Retirement a Flyfishing Rebirth

Retirement a Flyfishing Rebirth

Make retirement a flyfishing rebirth. It’s a big shift for some, impossible dream for others but, It doesn’t have to be. Give it some thought. What is easy to grab, the low-hanging fruit?

Take a walk, watch the sunrise, contemplate and think. After you return, take time to read this post. It’s alarming what aging can do so quickly. On the other hand, it’s astonishing what you can do to combat aging and get in the best shape of your life. And then, take an arduous flyfishing adventure in the wilderness!
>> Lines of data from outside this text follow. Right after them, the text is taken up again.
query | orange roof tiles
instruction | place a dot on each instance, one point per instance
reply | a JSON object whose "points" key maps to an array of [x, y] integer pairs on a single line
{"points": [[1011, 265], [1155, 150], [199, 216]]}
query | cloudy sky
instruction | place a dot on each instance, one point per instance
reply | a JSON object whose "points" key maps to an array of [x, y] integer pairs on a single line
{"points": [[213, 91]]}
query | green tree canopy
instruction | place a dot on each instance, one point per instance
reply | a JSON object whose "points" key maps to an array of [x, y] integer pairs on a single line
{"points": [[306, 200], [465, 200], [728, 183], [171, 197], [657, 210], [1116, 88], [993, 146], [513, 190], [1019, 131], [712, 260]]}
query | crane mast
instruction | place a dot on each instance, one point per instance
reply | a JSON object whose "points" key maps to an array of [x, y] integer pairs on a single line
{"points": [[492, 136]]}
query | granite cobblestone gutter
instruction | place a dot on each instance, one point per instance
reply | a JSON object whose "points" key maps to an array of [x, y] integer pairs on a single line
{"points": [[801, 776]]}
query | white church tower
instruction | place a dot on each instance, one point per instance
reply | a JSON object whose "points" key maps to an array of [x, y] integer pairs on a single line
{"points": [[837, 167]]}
Would You Make Retirement a Flyfishing Rebirth if You Were in the Best Physical Condition of Your Life?

Introduction

The one thing that could keep all of us from flyfishing with vigor into our 90s is aging. It could, it might, maybe; if we act now, it won’t.

I am here to help you grow the most important kind of wealth, the kind you’ll rely on every day. Not to make you fit but to guarantee you know all that is needed to keep yourself fit—flyfishing with vigor into your 90s.

Aging is a natural biological process but it is shaped and driven by society, mass culture. So, the feel and emotion around aging is skewed. The stories, jokes and sayings we hear are not “normal” or “natural aging.” The script we follow and convert to action must be serious, accurate and based on reality not story.

Reality

Let’s put social influence in its place. Nature runs the program. The biology of aging involves every molecule, cell, organelle and organ system in the body. It begins to occur quietly, deeply buried in the tiniest human matter—molecules. Slowly expanding at minuscule pace to cells then organs and eventually organ systems. We may begin to feel some manifestation of aging in our 50s, 60s. It’s more obvious in some and less so for others but usually by age 65 the process is in full swing.

Natural aging is a slow process. Inactivity speeds it up unnaturally. Researchers have three millennia of causal data linking inactivity with reduced function, disease and premature aging.

Our soft, cushy, modern, marshmallow life goes against biology, our lineage. We are descendants of hunter-gatherers who were evolutionarily optimized for endurance, lifting and carrying. To earn a living as a hunter-gatherer you ran, walked and foraged, carrying babies, tools and food every day. You were energized, curious, and alert searching for food and opportunity. You were optimistic that the next day you would have even better success and you continuously sharpened and honed your skills to that end.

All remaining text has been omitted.